Are there drawbacks I'm not considering? Any other proponents of front-siding application logic here?

A: 

You should use AJAX only when it actually improves user experience. It is very annoying when trivial functionality requires JS needlessly. I would expect (no idea if it's the case for your app) to be able to enter a search, get the results, and page through the results all without JS.

There's nothing wrong with "extras" like AJAX paging or search refinement. But the essentials should be there either way.

Matthew Flaschen
+4  A: 

There are few page reloads happening, and lots of fancy javascript going on.

There is one large drawback to relying too heavily on JavaScript. Remember that whenever you design a web application you should base it on the premise that the user doesn't have JavaScript enabled - although this is a minority there are still a lot of users who don't have it enabled for whatever reason, and if your application relies too heavily on JavaScript in its fundamental operation, then it won't be accessible to those who disable JavaScript.
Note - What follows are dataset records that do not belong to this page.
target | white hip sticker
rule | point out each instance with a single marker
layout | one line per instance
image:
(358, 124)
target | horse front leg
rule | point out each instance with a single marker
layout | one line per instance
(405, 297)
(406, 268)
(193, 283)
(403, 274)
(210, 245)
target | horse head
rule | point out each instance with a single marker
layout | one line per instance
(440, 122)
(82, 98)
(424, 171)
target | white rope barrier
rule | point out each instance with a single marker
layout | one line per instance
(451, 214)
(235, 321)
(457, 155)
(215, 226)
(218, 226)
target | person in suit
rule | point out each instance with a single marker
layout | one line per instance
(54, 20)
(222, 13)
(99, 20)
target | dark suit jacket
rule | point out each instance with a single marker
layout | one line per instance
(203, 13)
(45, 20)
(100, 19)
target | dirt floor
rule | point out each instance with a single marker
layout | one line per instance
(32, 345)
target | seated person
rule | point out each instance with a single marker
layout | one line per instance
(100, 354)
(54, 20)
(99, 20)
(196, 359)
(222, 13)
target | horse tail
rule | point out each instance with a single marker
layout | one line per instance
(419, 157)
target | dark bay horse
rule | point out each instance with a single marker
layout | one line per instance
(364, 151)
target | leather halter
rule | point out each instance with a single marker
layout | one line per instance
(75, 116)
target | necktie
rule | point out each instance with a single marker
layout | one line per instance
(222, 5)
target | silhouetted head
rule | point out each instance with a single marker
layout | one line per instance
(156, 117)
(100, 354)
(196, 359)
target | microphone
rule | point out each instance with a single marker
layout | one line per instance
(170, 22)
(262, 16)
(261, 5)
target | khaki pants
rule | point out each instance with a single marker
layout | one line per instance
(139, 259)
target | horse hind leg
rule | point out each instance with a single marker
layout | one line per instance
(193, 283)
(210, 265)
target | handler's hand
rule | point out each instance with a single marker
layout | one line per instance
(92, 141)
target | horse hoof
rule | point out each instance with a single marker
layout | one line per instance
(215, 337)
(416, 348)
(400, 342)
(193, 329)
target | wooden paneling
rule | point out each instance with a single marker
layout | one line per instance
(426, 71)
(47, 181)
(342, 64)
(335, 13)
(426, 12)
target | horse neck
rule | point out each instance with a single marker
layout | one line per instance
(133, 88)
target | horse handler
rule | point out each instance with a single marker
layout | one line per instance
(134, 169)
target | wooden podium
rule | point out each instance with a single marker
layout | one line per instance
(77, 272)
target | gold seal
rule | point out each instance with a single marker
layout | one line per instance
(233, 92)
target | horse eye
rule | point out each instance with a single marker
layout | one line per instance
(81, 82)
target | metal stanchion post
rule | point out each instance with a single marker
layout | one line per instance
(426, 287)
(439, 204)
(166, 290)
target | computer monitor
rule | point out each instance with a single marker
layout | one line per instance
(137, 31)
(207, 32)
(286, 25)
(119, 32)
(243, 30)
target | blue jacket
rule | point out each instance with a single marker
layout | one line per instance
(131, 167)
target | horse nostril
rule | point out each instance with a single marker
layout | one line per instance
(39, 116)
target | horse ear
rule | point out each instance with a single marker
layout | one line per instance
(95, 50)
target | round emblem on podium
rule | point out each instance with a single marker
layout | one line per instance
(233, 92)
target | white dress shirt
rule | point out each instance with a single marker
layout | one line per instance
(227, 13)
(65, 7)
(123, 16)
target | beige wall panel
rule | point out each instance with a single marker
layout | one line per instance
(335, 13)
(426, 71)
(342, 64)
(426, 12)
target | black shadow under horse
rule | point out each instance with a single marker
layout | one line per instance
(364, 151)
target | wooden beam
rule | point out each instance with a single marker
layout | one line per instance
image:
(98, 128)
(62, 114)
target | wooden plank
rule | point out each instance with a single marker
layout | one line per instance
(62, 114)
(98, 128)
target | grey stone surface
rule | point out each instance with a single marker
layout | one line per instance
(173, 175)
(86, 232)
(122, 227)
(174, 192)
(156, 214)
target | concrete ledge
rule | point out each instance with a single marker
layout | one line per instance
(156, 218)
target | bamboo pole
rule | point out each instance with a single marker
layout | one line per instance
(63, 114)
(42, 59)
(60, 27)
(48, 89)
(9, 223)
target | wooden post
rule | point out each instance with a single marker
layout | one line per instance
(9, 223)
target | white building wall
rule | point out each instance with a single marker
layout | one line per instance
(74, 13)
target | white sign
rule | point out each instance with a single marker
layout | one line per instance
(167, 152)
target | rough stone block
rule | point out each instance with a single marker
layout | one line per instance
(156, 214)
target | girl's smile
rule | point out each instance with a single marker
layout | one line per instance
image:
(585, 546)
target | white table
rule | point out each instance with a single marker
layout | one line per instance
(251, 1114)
Whenever I write pages that have JavaScript or AJAX functionality I always make sure to have a secondary way of information being displayed or submitted, in case JavaScript is turned off on the user's browser. Of course this often isn't necessary for aesthetics - menu items sliding along a menu bar when clicked and the page is changed won't affect the core functionality of the page if JavaScript is turned off and they simply act like static links; however for core features such as inputting data and having results displayed, you should ensure to provide backup methods that are employed when JavaScript is not enabled.

Perspx
Good thoughts. The client's site doesn't work at all if javascript is disabled, so I'm no so worried about excluding non-js folks in this particular case.
morgancodes
That was my point - by designing your site like that you effectively block out that group of people.